Memorandum from the Rural Women’s Assembly to President Zuma and Minister Nkoane-Mashabane

We the Rural Women’s Assembly of Southern Africa, meeting in Durban on the event of the 17th Conference of Parties of the UNFCCC in Durban stand alongside you, the South African government, as you negotiate to implement the terms of the Bamako Declaration, which lays out the minimum necessary for the survival of the people of Africa, including legally binding emission reduction targets by rich developed countries (annex 1 countries) of 40% by 2017; a second commitment period of the Kyoto Protocol by annex 1 countries without conditions; and adequate public finance to meet Africa’s mitigation and adaptation needs.

We are deeply concerned about the on-going debate about a new mandate here in Durban and ask you to stand firm in your rejection of any talk of a new mandate as this will lock in inaction for another decade. Annex 1 countries must be held accountable and deliver on their existing promises without making new promises that they will not fulfil. If we go with inaction this will, as you know, have devastating impacts on people, particularly rural women, in Africa.

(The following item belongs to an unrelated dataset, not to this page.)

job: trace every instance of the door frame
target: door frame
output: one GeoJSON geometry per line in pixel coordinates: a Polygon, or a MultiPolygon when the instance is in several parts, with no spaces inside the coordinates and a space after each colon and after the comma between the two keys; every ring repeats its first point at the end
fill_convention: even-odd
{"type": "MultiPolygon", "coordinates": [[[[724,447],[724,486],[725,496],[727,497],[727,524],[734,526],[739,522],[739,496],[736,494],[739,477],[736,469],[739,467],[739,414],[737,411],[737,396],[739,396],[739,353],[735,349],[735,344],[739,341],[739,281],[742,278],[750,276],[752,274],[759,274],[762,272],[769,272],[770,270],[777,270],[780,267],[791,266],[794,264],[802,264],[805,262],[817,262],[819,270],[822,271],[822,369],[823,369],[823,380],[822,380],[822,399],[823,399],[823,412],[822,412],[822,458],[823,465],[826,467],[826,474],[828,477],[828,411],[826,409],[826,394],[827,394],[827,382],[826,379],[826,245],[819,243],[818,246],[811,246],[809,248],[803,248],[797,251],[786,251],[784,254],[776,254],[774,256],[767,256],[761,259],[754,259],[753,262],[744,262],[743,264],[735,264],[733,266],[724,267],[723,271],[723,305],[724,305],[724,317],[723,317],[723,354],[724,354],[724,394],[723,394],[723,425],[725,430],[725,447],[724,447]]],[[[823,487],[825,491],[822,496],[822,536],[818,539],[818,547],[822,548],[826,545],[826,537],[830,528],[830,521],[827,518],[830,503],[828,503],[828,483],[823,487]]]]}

The consequences of irregular rainfall, floods, and drought, are lowered food production levels, increased hunger, with many knock on effects to health and education, for example.

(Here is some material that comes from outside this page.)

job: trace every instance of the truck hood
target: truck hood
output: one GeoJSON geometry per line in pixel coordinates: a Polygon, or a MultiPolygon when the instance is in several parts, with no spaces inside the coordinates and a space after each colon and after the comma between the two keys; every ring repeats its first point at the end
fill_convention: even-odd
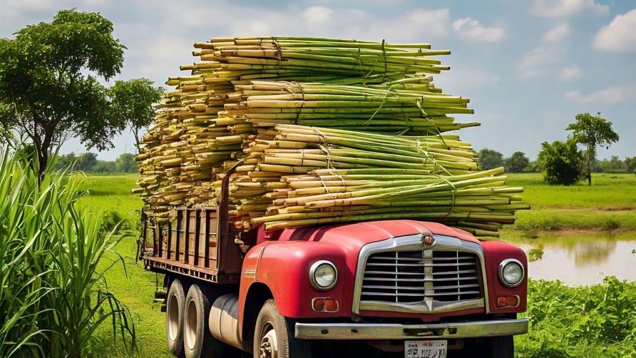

Rural women across Southern Africa are already reporting 20% decreases in food production, and current trends tell us that if we fail to take action now, by 2020 we will have seen a 50% loss in crop yields in our region. We produce 80 per cent of the food consumed by households in Africa. In the absence of support for us, we believe that local and national food security will be deeply threatened.

In addition,

  1. We ask that you continue to press for a filling of the Green Climate Fund with new public finance and work to keep business interests out of the GCF.
  2. Because of rural women’s central role in food production, at least 50% of adaptation funding in the GCF and national budgets should be reserved to support women farmers.
  3. We ask that you properly recognize women’s critical role in fighting climate change and protecting livelihoods and the environment. Equal rights to land and natural resources is critical to fight climate change. The Rural Women’s Assembly asks that governments implement the principle of 50/50 land to women through national programmes of land redistribution and agrarian reform.
  4. Finally, we ask that as you push for the implementation of the Bamako Declaration you simultaneously reject the false climate solutions that are being pushed by rich developed countries. Agrofuels, GMOs and carbon markets allow rich polluting countries to escape their historical debt, pushing these obligations onto poor farmers like us to carry.

Let us stand together to stop Africa Burning!